- Douglas City Douglas City
- Coordinates: 35°37′51.77″N 97°15′22.05″W﻿ / ﻿35.6310472°N 97.2561250°W
- Country: United States
- State: Oklahoma
- County: Oklahoma
- Established: c. 1890
- Time zone: UTC-6 (Central (CST))
- • Summer (DST): UTC-5 (CDT)
- Disestablished: c. 1900

= Douglas City, Oklahoma =

Douglas City is a ghost town in Oklahoma County, Oklahoma. It is 3.4 mi southwest of Luther; nothing remains there anymore, with the former townsite now being mainly wooded area. There is an active church with the Douglas name located in the southeastern corner of the remnants of the town, and the Turner Turnpike runs through the towns remnants, however.

==History==

Douglas City started in the early 1890s as a pop-up town in the Unassigned Lands. The town was started by multiple entrepreneurs of African-American descent, as Douglas City was founded as a black settlement. It is believed that more than 200 lots had been sold to African-American families.

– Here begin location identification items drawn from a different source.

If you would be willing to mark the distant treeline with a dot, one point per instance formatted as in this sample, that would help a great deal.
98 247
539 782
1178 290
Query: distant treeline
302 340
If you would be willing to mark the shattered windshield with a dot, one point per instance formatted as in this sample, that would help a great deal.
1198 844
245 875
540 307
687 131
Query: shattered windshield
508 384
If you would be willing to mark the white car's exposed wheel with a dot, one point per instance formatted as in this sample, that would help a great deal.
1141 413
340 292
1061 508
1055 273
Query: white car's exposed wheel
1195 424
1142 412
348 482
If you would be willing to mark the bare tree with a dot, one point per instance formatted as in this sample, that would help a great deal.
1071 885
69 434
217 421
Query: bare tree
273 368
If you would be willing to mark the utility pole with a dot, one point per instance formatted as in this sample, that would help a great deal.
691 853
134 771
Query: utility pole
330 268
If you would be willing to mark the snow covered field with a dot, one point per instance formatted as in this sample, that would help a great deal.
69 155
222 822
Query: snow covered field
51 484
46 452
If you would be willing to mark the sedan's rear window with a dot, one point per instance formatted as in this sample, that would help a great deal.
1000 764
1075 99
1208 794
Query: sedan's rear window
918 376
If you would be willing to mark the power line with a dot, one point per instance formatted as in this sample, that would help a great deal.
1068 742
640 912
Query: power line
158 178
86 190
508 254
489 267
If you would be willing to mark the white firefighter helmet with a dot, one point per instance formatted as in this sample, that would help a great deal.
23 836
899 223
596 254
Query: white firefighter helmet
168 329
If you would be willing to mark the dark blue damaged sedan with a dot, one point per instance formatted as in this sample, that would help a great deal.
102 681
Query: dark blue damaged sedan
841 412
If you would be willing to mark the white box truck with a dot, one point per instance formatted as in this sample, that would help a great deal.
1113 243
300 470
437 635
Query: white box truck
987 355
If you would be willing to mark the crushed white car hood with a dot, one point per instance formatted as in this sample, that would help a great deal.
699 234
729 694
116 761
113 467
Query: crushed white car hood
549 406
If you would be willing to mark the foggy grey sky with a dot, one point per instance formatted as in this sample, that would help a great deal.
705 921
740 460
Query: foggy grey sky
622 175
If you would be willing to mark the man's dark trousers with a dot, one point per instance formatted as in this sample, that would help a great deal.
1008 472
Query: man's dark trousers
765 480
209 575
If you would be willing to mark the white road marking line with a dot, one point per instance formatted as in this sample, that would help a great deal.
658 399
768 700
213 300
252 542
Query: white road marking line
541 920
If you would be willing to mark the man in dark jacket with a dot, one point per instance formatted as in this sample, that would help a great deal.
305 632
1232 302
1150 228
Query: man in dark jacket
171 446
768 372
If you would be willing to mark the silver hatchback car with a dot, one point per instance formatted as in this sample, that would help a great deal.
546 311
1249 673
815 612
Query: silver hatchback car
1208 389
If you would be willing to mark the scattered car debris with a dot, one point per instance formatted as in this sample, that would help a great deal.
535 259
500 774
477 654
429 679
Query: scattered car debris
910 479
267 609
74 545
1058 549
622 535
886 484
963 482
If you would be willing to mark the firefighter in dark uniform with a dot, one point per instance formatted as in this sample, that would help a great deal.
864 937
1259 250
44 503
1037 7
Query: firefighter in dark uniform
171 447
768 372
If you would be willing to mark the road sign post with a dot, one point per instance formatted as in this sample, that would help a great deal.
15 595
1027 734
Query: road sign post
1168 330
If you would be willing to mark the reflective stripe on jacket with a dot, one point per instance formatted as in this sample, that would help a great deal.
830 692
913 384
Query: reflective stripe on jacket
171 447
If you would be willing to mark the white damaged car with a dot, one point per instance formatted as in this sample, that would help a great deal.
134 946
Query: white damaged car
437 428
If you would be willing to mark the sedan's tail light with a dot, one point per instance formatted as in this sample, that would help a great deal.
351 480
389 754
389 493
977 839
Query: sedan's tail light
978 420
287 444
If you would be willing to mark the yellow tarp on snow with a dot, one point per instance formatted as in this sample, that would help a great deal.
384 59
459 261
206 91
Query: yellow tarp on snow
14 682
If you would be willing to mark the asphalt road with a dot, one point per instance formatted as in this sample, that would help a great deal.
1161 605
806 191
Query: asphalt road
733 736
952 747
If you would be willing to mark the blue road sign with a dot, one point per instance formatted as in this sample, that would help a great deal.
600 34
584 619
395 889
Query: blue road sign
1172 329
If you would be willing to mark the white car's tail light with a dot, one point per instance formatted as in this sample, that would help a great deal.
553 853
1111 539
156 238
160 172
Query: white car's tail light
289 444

By 1893, the town had a general store, a cotton gin, a gristmill, a few residences, and a church. (Note: The church wound up moving locations to where the modern one, mentioned in the top section, is today.) A post office for the town was created on May 12, 1894.

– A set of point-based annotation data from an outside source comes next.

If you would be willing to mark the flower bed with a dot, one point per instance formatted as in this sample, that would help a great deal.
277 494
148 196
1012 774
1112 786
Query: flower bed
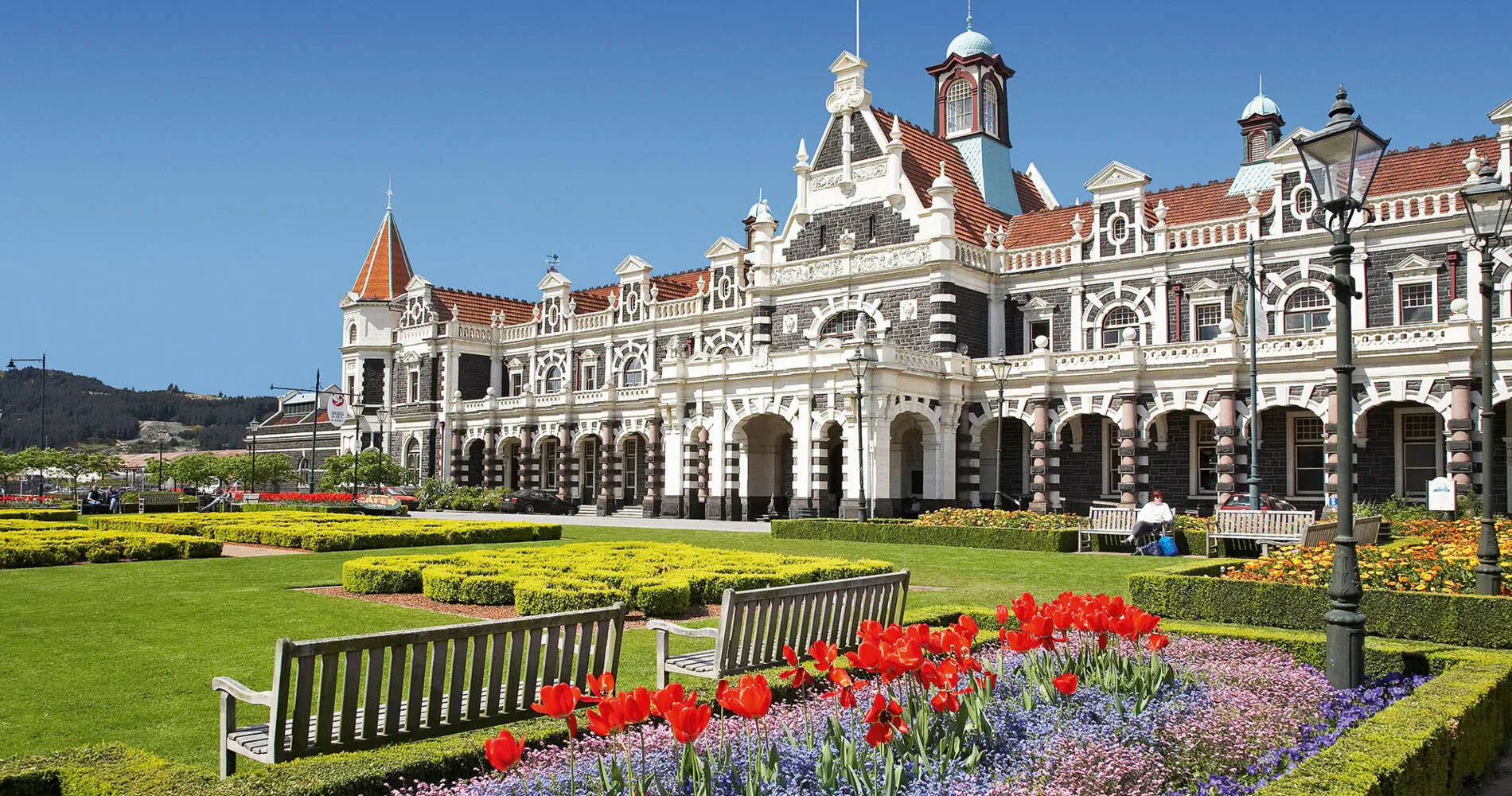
1441 560
55 544
1088 700
655 579
324 533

The town was set to have 160 acres, wide streets, and lots 25 feet by 140 feet; ten acres were kept for the creation of the Douglas City Public School, which was later built. (Note: The school was later merged with Luther Public Schools.)

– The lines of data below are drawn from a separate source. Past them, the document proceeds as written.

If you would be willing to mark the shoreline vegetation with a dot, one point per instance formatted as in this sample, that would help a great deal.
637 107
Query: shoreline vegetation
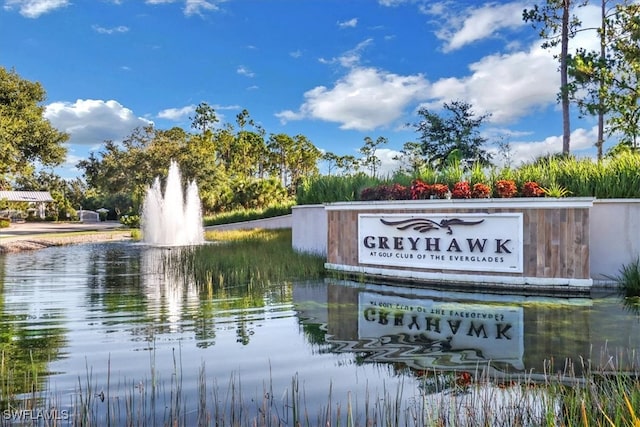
40 241
603 395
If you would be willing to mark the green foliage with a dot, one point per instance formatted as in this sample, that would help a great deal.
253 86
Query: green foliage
132 221
561 176
26 137
629 278
257 193
246 257
242 215
328 189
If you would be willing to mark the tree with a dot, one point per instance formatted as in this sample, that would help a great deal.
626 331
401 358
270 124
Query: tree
457 130
556 27
26 137
410 157
605 82
623 100
205 118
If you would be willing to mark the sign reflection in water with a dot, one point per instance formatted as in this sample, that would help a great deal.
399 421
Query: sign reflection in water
120 310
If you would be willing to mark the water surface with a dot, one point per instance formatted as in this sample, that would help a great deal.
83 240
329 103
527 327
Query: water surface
108 319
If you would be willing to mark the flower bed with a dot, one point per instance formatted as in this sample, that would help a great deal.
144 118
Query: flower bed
421 190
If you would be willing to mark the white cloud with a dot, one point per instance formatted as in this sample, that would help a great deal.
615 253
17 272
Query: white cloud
459 29
191 7
35 8
196 7
582 140
103 30
92 121
507 86
351 23
176 114
364 99
351 57
244 71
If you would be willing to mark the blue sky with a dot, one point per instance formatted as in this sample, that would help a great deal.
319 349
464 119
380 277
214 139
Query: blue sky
335 71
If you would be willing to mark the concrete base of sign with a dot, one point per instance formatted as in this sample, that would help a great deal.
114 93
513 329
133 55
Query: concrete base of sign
569 244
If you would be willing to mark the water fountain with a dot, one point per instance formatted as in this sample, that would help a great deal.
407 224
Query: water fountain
169 219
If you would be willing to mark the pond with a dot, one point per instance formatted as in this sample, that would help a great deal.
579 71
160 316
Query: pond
104 332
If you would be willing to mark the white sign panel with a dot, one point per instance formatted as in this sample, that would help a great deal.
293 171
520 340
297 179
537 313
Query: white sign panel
428 331
471 242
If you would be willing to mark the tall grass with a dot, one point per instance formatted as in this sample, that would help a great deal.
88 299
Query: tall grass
603 397
615 177
241 257
328 189
248 214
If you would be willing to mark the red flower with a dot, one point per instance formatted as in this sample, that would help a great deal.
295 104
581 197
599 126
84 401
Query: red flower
506 188
480 191
440 190
532 189
461 190
420 190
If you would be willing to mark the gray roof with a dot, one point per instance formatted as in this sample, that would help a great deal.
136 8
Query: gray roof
26 196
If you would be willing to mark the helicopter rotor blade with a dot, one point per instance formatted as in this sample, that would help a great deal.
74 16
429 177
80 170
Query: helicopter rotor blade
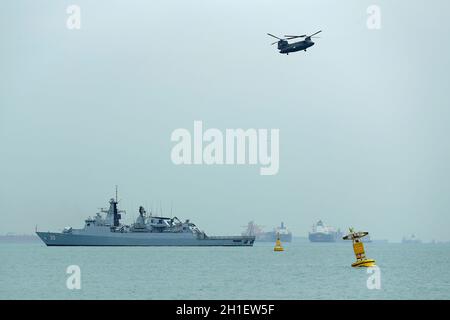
269 34
292 37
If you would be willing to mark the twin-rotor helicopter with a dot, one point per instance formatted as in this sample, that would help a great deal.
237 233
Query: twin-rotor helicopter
285 47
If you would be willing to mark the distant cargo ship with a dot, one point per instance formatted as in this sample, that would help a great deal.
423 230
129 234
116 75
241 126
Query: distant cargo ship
411 240
253 230
322 233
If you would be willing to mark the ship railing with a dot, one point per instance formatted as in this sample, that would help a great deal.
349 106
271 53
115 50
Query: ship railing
231 237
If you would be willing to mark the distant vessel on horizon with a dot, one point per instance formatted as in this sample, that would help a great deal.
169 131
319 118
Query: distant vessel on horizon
148 230
255 230
411 240
322 233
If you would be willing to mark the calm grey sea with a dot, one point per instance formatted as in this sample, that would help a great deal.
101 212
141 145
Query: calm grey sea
304 271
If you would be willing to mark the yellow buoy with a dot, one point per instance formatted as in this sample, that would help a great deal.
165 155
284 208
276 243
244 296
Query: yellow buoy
278 246
358 248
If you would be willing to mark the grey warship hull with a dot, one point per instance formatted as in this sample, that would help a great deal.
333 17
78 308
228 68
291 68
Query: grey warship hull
141 239
148 230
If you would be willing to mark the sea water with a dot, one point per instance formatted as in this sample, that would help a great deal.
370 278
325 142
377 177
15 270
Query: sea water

The developers of the town believed the town would be successful, largely for two reasons, with one reason being that Douglas City was on a survey line for the proposed Midland Railroad. The railroad was supposed to go from Coffeyville, Kansas, to McAlester, Oklahoma, adding onto the Missouri Pacific Railroad. The railroad, however, never got built.

The second reason developers of Douglas City thought it would be successful was that they offered to donate 20 acres of the land to the state of Oklahoma for the Territorial Normal School for Negroes. The university, however, was put in Langston, with it being still up under the name of Langston University.

Due to the fact that the main two factors of the towns success were never put into motion, the towns population declined. The post office for the town ended on June 15, 1900.